Today, many studies focus on applying neural networks to software engineering tasks such as comment generation, code search, clone detection, and so on. Among them, the program translation task requires the model to translate the source code to the target code without changing its functionality. This task requires the model to understand the source code semantics and generate code based on the specifications of the target programming language.

This repository is created to investigate the program translation baseline Transformer. The CodeTrans dataset is shown in CodeXGLUE/CodeTrans.

In addition, our model has some feature, such as:

  1. simple modification of parameters
  2. gradient accumulation
  3. tf.function acceleration
  4. multi-GPU training
  5. mixed precision (float16 and float32)

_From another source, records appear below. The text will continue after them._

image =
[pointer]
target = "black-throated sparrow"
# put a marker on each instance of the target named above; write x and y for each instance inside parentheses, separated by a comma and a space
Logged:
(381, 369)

It should be noted that the gradient accumulation function is copied from OpenNMT-tf.

Dependency

  • tensorflow 2
  • tokenizers
  • numpy
  • tree-sitter

Besides, if evaluating the output, pycharm is required. (To be honest, my programming skills are limited)

Project Composition

  • ./data folder is used to store datasets, vocabulary, references, model's ckpt, and predicted code.
  • ./evaluator folder holds the evaluation metrics. The evaluation metrics are from CodeTrans.
  • ./network and ./util folders store the model and preprocessing files.

Experimental settings

I believe you can see the config dict in train.py. Just change the value corresponding to the key listed in config.

Note that the "swap datasets by dictionary order": False refers to translate the name of a programming language with a small dictionary order to another programming language.

Usage

  1. Save the dataset with the files like keyword.file_name.language to ./data/dataset_name/source/. Where keyword in [train, valid, test], language is the program language that the tree-sitter can parse.
  2. run prepare_data.py to preprocess dataset.
  3. run train.py to create the transformer model and generate output.
  4. run metric_eval.py to evaluate the output in terms of BLEU, EM, CodeBLEU metrics.

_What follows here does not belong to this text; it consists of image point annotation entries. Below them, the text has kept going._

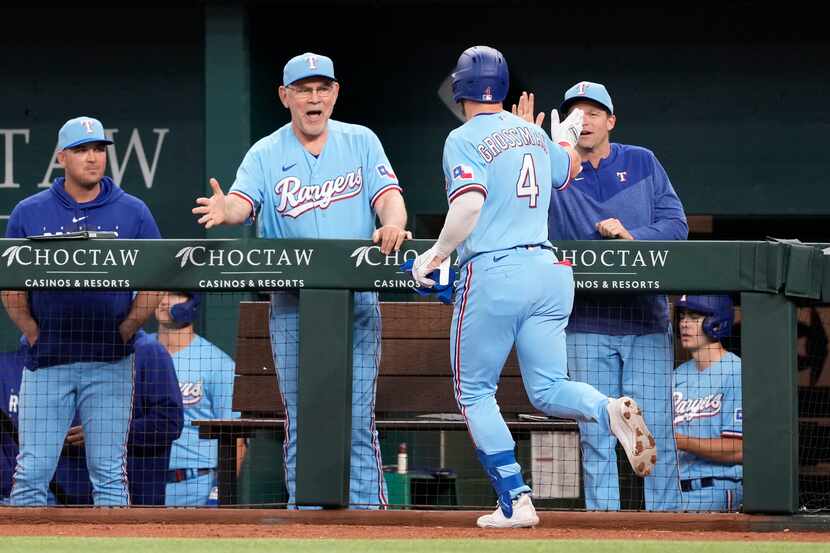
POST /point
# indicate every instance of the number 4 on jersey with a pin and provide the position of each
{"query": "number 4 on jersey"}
(526, 185)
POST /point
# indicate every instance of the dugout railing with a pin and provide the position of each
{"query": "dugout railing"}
(772, 278)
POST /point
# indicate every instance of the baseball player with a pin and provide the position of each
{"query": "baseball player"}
(81, 343)
(157, 421)
(500, 172)
(708, 417)
(620, 344)
(205, 377)
(319, 178)
(11, 372)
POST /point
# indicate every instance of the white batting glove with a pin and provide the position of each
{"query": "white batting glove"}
(568, 131)
(424, 264)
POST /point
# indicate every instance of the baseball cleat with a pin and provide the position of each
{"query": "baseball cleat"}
(628, 426)
(524, 515)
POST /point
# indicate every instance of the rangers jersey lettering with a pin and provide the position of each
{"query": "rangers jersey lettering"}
(296, 194)
(296, 199)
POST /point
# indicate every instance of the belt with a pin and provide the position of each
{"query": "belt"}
(535, 246)
(177, 475)
(706, 482)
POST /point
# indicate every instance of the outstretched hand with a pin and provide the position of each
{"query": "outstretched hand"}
(212, 210)
(525, 109)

Where step 4 needs to be run in pycharm, select the folder evaluator/CodeBLEU and mark directory as sources root.

Result

Note that I did not set up warmup because of the high learning rate with few training steps.

Java to C#

model layer hidden learning rate BLEU Exact Match CodeBLEU
Transformer-baseline 12 768 - 55.84 33.0 63.74
Transformer 12 768 1e-4 50.64 31.3 58.24
Transformer 12 768 5e-5 53.01 35.2 60.98

C# to Java

model layer hidden learning rate BLEU Exact Match CodeBLEU
Transformer-baseline 12 768 - 50.47 37.9 61.59
Transformer 12 768 1e-4 45.01 31.4 53.06
Transformer 12 768 5e-5 45.91 33.0 53.89

Other

My research is in program translation, and I hope I can graduate successfully.